Transmission: Culex quinquefasciatus mosquito (urban) in India; nocturnal periodicity — microfilariae peak in peripheral blood between 10 PM–2 AM (correlates with Culex peak biting time)

Pathogenesis: Infective L3 larvae → lymphatics → adult worms (live 5–10 years) → lymphatic obstruction → chronic lymphoedema → elephantiasis (of legs, scrotum); adult worms release microfilariae into bloodstream

Laboratory diagnosis:
- Nocturnal blood smear: Collect blood between 10 PM–2 AM; thick film, Giemsa stain — microfilariae identified by sheath + nuclear column morphology
- Knott's concentration technique: 1 mL blood + 9 mL 2% formalin → centrifuge → stain sediment
- Immunochromatographic test (ICT card test): Detects filarial antigen; no need for nocturnal blood sample
- Ultrasound: 'Filarial dance sign' — adult worms moving in dilated lymphatics

Prevention: Annual mass drug administration (MDA) with diethylcarbamazine (DEC) + albendazole (National Filaria Control Programme)

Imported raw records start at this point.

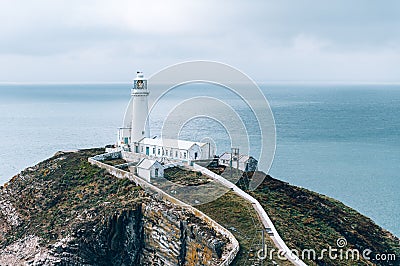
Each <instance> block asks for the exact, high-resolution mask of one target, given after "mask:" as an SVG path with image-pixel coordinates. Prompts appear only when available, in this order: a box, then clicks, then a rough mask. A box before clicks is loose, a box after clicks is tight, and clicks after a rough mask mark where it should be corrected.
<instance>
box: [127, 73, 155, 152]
mask: <svg viewBox="0 0 400 266" xmlns="http://www.w3.org/2000/svg"><path fill="white" fill-rule="evenodd" d="M148 95H149V90H148V89H147V80H146V79H145V78H144V75H143V73H142V72H137V75H136V78H135V79H134V80H133V88H132V90H131V96H132V124H131V136H130V142H131V143H130V146H131V151H133V152H138V151H137V147H138V142H139V141H140V140H141V139H143V138H148V137H150V129H149V123H146V120H147V116H148V113H149V107H148V99H147V98H148Z"/></svg>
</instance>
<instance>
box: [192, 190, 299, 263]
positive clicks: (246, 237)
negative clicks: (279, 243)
mask: <svg viewBox="0 0 400 266" xmlns="http://www.w3.org/2000/svg"><path fill="white" fill-rule="evenodd" d="M196 207H197V208H198V209H199V210H200V211H202V212H204V213H205V214H207V215H208V216H210V217H211V218H212V219H214V220H215V221H217V222H218V223H219V224H220V225H222V226H223V227H225V228H226V229H228V230H230V231H231V232H232V233H233V235H234V236H235V237H236V239H237V240H238V242H239V244H240V250H239V253H238V255H237V257H236V259H235V260H234V262H233V263H232V265H237V266H242V265H243V266H244V265H254V264H256V263H258V264H256V265H260V264H259V261H258V260H257V251H258V250H260V249H261V248H262V233H261V229H262V225H261V222H260V221H259V219H258V218H257V214H256V212H255V211H254V209H253V207H252V206H251V205H250V204H249V203H248V202H247V201H245V200H244V199H242V198H241V197H239V196H238V195H236V194H234V193H233V192H231V191H230V192H228V193H226V194H225V195H223V196H222V197H220V198H218V199H216V200H214V201H213V202H210V203H207V204H203V205H199V206H196ZM264 239H265V245H266V246H267V247H268V248H272V247H273V246H274V244H273V242H272V241H271V239H270V238H269V237H268V235H265V238H264ZM274 262H275V263H276V262H279V265H291V263H289V262H287V261H280V260H279V259H278V258H277V254H274V256H273V259H272V260H269V259H268V260H264V261H263V263H264V264H263V265H276V264H274Z"/></svg>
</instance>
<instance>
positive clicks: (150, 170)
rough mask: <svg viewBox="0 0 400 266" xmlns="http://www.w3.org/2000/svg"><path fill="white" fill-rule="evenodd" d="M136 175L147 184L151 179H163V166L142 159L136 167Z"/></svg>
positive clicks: (158, 162) (157, 163) (161, 164)
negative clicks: (136, 172) (140, 177)
mask: <svg viewBox="0 0 400 266" xmlns="http://www.w3.org/2000/svg"><path fill="white" fill-rule="evenodd" d="M136 171H137V175H138V176H139V177H141V178H143V179H144V180H146V181H147V182H151V179H154V178H160V177H164V166H163V165H162V164H161V163H160V162H158V161H156V160H150V159H147V158H143V159H142V160H141V161H140V162H139V163H138V164H137V165H136Z"/></svg>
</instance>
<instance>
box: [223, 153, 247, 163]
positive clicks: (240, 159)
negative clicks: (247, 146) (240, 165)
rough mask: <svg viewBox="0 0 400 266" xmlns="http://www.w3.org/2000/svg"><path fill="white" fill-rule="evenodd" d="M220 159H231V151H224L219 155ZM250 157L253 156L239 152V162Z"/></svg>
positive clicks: (245, 159)
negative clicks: (242, 153)
mask: <svg viewBox="0 0 400 266" xmlns="http://www.w3.org/2000/svg"><path fill="white" fill-rule="evenodd" d="M219 158H220V159H221V160H230V159H231V153H230V152H224V153H223V154H222V155H221V156H220V157H219ZM250 158H253V157H251V156H248V155H244V154H239V161H240V162H247V161H248V160H249V159H250Z"/></svg>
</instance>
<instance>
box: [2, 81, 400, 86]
mask: <svg viewBox="0 0 400 266" xmlns="http://www.w3.org/2000/svg"><path fill="white" fill-rule="evenodd" d="M130 83H132V81H32V82H31V81H0V85H92V84H93V85H101V84H130ZM255 83H257V84H338V85H339V84H343V85H348V84H353V85H400V81H346V80H343V81H340V80H338V81H336V80H269V81H255Z"/></svg>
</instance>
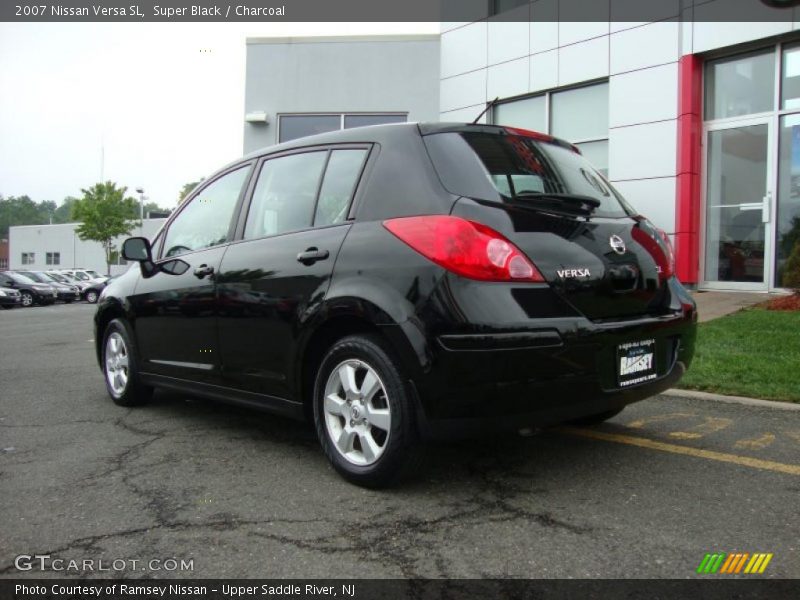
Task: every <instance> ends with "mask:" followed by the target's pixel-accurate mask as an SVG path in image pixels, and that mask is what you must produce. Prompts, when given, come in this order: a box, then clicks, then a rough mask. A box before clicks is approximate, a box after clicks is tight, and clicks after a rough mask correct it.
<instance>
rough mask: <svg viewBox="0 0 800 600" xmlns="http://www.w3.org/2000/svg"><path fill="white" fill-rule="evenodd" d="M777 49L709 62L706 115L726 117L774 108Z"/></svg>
mask: <svg viewBox="0 0 800 600" xmlns="http://www.w3.org/2000/svg"><path fill="white" fill-rule="evenodd" d="M774 97H775V52H774V51H773V50H767V51H758V52H753V53H750V54H744V55H741V54H740V55H738V56H734V57H732V58H724V59H721V60H714V61H710V62H708V63H707V64H706V106H705V114H706V119H709V120H710V119H725V118H728V117H739V116H742V115H751V114H755V113H761V112H766V111H769V110H772V109H773V108H774Z"/></svg>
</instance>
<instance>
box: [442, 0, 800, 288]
mask: <svg viewBox="0 0 800 600" xmlns="http://www.w3.org/2000/svg"><path fill="white" fill-rule="evenodd" d="M562 2H563V0H562ZM505 4H506V5H508V6H513V5H521V6H518V7H516V8H514V9H513V10H515V11H518V12H521V14H522V16H523V18H521V19H519V20H518V21H512V20H506V21H492V20H483V21H478V22H473V23H460V24H443V31H442V35H441V81H440V88H439V93H440V105H441V115H440V116H441V120H443V121H470V120H472V119H473V118H474V117H475V115H476V114H478V113H479V112H480V111H481V110H482V109H483V108H484V107H485V106H486V104H487V102H489V101H491V100H492V99H494V98H498V97H499V98H500V103H499V104H498V105H497V106H496V107H495V108H494V109H493V110H492V111H491V114H490V115H489V116H488V120H489V121H490V122H493V123H497V124H504V125H514V126H518V127H524V128H529V129H534V130H537V131H543V132H548V133H551V134H552V135H555V136H558V137H562V138H565V139H567V140H569V141H571V142H573V143H575V144H577V145H578V147H579V148H581V150H582V151H583V153H584V154H585V155H586V156H587V157H588V158H589V159H590V160H591V161H592V162H594V164H595V165H596V166H597V167H598V168H600V169H601V170H603V171H605V173H606V174H607V176H608V178H609V180H610V181H611V182H612V183H613V184H614V185H615V187H617V188H618V189H619V190H620V191H621V192H622V193H623V195H625V197H626V198H627V199H628V200H629V201H630V202H631V203H632V204H633V205H634V206H635V207H636V208H637V209H639V210H640V211H641V212H642V213H643V214H645V215H647V216H649V217H650V218H651V219H652V220H653V221H654V222H655V223H656V224H657V225H658V226H659V227H661V228H662V229H664V230H665V231H666V232H668V233H669V234H670V235H671V236H672V238H673V241H674V244H675V247H676V258H677V270H678V275H679V277H680V279H681V280H682V281H683V282H685V283H687V284H691V285H693V286H697V287H699V288H701V289H731V290H752V291H769V290H772V289H776V288H781V287H782V285H781V276H782V273H781V267H782V265H783V264H784V262H785V261H786V258H787V257H788V253H789V252H790V250H791V249H790V248H789V247H788V243H789V242H790V241H791V240H794V239H797V236H798V234H800V231H798V229H800V33H798V32H797V29H798V28H800V23H798V21H796V20H795V19H796V18H800V15H798V14H796V12H795V11H794V10H792V9H788V10H786V9H782V10H779V9H771V8H768V7H766V6H764V5H763V4H760V3H759V2H752V3H751V4H752V5H753V7H755V10H756V12H755V14H754V15H753V16H754V20H753V21H751V22H728V23H722V22H710V21H705V22H704V21H703V18H705V17H704V15H705V13H704V12H703V10H705V7H708V6H711V8H713V5H717V4H719V3H718V2H710V3H707V4H705V5H702V6H695V7H694V13H693V14H694V21H691V20H689V21H687V20H685V19H684V20H681V19H680V18H679V17H680V15H679V14H678V10H679V9H680V6H681V2H670V1H665V2H664V3H663V10H664V14H663V20H661V21H658V22H649V23H628V22H612V21H611V20H610V19H607V20H599V19H598V20H596V21H593V22H558V21H557V20H556V18H557V17H556V15H557V14H558V12H557V10H558V4H559V3H558V1H557V0H537V1H535V2H532V3H528V2H524V1H523V2H519V1H517V2H514V1H513V0H512V1H509V2H505ZM609 4H611V5H613V4H614V3H613V2H611V3H608V2H596V3H594V9H595V10H600V11H601V12H602V11H603V10H605V11H606V14H607V12H608V10H609ZM683 4H684V5H686V4H687V3H686V2H684V3H683ZM695 4H699V3H695ZM598 7H599V9H598ZM751 8H752V7H751ZM671 10H673V11H674V13H675V14H669V13H670V11H671ZM709 10H710V9H709ZM709 16H718V15H717V14H716V13H711V12H710V13H709ZM767 18H769V19H775V20H771V21H767V20H766V19H767ZM795 182H796V183H797V184H798V185H795Z"/></svg>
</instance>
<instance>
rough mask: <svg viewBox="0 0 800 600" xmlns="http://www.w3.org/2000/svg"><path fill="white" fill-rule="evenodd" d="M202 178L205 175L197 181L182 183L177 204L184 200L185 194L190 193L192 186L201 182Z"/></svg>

Haematological significance: Tropical pulmonary eosinophilia (TPE) — occult filarial infection with high IgE, eosinophilia, and pulmonary infiltrates — microfilariae absent in blood (trapped in lung)

SELF-CHECK

A patient from Bihar presents with 3 weeks of fever, massive splenomegaly, and progressive weight loss. His bone marrow aspirate stained with Leishman's stain shows oval, 2–3 μm organisms with a nucleus and kinetoplast inside macrophages. Which test is MOST useful for rapid field diagnosis without a microscope?

A. Widal test (tube agglutination)

B. Aldehyde (formol-gel) test

C. rK39 rapid immunochromatographic strip test

D. Nocturnal peripheral blood smear for microfilariae

Reveal Answer

Answer: C. rK39 rapid immunochromatographic strip test

The rK39 strip test detects antibodies against the rK39 antigen of Leishmania donovani and has >95% sensitivity and specificity in the Indian subcontinent. It is rapid, requires no equipment, and is WHO-recommended for field diagnosis of kala-azar. The Widal test is for typhoid; the aldehyde test is non-specific (elevated globulins) and historical; nocturnal blood smear detects filarial microfilariae, not Leishmania. Bone marrow aspirate showing LD bodies is the gold standard but requires a procedure.

SELF-CHECK

A district health worker wants to screen for lymphatic filariasis in a rural Maharashtra population. Blood samples are collected at 11 PM. Which morphological feature on the Giemsa-stained thick film specifically identifies Wuchereria bancrofti microfilariae compared to Brugia malayi?

A. Presence of a sheath around the microfilaria

B. Absence of nuclei in the tail tip of W. bancrofti (vs. nuclei present in B. malayi tail tip)

C. Larger size of W. bancrofti (>800 μm) compared to B. malayi

D. W. bancrofti microfilariae are unsheathed, unlike B. malayi

Reveal Answer

Answer: B. Absence of nuclei in the tail tip of W. bancrofti (vs. nuclei present in B. malayi tail tip)

Both W. bancrofti and B. malayi microfilariae are sheathed — this feature distinguishes them from unsheathed species (Loa loa is sheathed; Mansonella are unsheathed). The key differentiator between W. bancrofti and B. malayi is the TAIL TIP nuclei: W. bancrofti = no nuclei in tail tip; B. malayi = two distinct nuclei in tail tip. Both are collected on nocturnal blood films (peak at 10 PM–2 AM). W. bancrofti is larger than B. malayi, but this is not the standard diagnostic criterion.